5 Best DevOps Tools You Need to Know
Here Are 5 Best DevOps Tools Designed to Streamline Your Engineering PipelineAs the DevOps industry continues to grow, there are a variety of too...Learn More
When it comes to delivering software projects, there must be an easier way. At least that’s the idea behind DevOps. But what is DevOps? And why is it important? These are the questions I’ll try to answer in this post, which is based on our webinar Getting Started with DevOps.
Before I answer the question “what is DevOps?” I’d like to start with another question: What problem is DevOps trying to solve?
In large companies, it’s common to structure teams according to their role. You may have teams for development, QA, database management, operations, and security, among others. It’s also common that each team may be working in complete isolation from the others. Unfortunately, these types of workplace silos are common. Developers write code and perhaps some documentation for how to install it. They send it across to the QA team who does a bit of testing and goes back and forth with the developers to fix bugs. At some point, the code will be sent over the proverbial wall where it will be handed off to operations to run it in production.
Based on my experience, most companies allocate a week or so for QA, but leave little time for developers to fix bugs. This silo pattern is extremely inefficient. As developers, the only connection that we have to code running in production is that we have a queue of tickets for production bug fixes.

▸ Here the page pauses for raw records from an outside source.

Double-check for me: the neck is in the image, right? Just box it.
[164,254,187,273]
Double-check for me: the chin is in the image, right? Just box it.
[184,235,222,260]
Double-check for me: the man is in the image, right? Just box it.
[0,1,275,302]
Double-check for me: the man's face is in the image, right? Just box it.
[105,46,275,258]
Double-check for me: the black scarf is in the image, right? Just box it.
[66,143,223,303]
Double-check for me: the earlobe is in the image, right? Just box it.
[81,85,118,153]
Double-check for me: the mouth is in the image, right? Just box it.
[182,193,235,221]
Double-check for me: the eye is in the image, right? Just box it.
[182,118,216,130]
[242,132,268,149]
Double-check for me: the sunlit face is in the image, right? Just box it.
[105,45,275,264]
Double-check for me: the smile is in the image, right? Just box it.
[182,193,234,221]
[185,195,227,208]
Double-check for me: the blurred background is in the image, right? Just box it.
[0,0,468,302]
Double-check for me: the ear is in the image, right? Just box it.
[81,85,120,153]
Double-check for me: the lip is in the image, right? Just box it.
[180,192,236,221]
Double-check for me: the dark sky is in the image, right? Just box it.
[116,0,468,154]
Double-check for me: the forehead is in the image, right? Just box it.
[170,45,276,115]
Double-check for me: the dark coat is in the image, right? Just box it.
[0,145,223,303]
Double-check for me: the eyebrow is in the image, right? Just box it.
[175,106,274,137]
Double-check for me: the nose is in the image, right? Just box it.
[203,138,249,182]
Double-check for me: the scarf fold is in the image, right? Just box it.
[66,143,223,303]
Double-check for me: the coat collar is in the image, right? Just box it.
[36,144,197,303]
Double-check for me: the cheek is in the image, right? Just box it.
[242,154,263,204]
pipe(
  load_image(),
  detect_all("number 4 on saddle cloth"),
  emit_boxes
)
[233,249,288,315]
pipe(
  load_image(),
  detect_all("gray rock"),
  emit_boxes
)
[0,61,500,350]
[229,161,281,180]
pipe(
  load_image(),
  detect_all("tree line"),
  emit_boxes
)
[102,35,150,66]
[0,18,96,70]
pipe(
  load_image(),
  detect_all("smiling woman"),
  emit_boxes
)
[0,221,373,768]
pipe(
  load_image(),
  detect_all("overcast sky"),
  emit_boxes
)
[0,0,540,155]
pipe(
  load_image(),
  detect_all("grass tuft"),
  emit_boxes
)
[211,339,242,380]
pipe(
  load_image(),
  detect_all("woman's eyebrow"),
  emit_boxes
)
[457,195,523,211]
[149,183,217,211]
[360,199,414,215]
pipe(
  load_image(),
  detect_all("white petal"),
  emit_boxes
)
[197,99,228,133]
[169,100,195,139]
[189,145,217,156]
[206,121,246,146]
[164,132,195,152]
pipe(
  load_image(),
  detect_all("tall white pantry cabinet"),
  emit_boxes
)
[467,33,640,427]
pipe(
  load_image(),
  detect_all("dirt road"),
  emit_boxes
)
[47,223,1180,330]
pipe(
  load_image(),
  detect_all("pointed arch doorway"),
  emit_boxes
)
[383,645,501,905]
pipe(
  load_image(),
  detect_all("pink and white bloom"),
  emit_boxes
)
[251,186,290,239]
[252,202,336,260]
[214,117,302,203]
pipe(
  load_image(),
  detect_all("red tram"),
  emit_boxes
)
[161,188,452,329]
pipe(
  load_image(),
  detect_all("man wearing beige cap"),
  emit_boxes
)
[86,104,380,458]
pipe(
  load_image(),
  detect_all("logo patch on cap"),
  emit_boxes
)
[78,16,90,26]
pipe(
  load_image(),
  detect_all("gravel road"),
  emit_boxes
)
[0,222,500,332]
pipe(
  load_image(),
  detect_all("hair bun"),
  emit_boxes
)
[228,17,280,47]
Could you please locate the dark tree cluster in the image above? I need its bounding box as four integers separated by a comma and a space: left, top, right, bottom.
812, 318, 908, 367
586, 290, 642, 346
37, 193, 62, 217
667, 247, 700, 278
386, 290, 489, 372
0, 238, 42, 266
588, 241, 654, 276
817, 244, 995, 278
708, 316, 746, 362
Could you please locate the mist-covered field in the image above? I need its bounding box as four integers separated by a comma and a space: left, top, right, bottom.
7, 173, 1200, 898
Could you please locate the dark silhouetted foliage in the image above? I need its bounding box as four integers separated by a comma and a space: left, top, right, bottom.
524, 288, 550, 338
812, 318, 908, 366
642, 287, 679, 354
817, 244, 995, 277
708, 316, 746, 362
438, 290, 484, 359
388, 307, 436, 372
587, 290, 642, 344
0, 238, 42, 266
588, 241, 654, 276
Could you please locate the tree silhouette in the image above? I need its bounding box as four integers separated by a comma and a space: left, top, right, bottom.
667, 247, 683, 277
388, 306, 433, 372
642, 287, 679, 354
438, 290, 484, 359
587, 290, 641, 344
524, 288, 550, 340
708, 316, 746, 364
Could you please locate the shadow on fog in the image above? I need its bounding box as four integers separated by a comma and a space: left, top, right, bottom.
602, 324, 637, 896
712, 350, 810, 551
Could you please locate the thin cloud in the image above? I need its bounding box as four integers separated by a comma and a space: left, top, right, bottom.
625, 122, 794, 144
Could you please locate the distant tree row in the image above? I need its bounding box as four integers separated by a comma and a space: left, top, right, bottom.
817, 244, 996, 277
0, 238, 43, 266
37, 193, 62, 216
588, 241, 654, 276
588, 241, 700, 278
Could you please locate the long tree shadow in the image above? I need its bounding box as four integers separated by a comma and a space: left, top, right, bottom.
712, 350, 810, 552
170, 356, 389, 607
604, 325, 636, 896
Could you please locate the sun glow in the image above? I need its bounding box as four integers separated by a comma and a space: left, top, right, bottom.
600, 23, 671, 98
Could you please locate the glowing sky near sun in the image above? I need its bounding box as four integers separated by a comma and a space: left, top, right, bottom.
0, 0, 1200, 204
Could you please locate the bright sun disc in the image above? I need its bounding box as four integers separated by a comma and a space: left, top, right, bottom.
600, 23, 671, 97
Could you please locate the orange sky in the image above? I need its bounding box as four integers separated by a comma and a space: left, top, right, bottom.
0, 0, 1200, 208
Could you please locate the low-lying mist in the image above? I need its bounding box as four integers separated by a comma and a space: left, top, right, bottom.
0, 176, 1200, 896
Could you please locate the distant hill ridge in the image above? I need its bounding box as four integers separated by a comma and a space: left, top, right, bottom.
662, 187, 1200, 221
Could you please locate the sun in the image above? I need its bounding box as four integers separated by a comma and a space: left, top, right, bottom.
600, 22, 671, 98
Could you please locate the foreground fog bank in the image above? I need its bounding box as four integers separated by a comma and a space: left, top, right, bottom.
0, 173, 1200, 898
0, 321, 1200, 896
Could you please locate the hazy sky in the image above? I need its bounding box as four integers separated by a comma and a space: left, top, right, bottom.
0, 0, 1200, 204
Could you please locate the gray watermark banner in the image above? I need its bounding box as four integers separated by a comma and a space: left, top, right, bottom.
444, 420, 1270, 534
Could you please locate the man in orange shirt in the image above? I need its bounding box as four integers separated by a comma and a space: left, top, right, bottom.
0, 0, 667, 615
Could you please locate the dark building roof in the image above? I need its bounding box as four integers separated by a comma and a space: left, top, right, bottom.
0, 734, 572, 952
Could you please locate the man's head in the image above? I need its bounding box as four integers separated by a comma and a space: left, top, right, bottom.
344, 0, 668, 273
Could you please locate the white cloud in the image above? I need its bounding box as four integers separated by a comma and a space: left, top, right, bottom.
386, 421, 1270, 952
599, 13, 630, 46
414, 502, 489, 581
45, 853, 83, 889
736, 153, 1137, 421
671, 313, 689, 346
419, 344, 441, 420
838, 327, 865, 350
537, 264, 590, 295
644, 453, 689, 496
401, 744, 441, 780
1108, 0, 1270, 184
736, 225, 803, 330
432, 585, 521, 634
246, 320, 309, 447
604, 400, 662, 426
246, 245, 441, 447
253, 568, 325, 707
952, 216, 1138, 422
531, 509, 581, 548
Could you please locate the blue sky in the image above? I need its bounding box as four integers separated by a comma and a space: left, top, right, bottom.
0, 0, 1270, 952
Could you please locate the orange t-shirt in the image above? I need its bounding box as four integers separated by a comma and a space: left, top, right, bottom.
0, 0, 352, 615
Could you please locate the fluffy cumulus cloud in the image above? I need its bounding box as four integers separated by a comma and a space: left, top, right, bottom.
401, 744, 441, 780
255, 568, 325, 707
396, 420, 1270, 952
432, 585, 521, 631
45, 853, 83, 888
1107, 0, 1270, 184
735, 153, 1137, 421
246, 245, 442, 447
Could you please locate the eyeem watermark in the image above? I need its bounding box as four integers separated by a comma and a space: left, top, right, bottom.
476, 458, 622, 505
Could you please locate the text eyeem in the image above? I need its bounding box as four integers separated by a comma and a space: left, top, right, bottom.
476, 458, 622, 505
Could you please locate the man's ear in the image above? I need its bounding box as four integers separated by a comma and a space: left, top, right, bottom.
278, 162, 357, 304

We are so disconnected from our code that fixing bugs is how we know what’s going on with it in production. At the same time, QA spends a lot of time performing tests that that should be automated. Meanwhile, operations has to support code that is written by developers who may not even know what the production environment looks like. And this makes it tough for operations folks to do their jobs well.
The good news is that there’s a better way: DevOps. If you search for “what is DevOps?” you’re going to see a lot of opinions. What you won’t find, however, is any formal generally agreed-upon definition. Why? I suspect that the lack of a formal definition offers the flexibility required for companies to leverage the principles of DevOps without having to adhere to a strict definition.
While strict and clear definitions have their advantages, a downside is that they can create a rigid environment. As a result, if you need to deviate from a definition, it can cause some friction among team members who follow it to the letter. Now, I can’t be sure if DevOps was created with this flexibility by design or if it was just lucky. However, either way, it’s better for all of us.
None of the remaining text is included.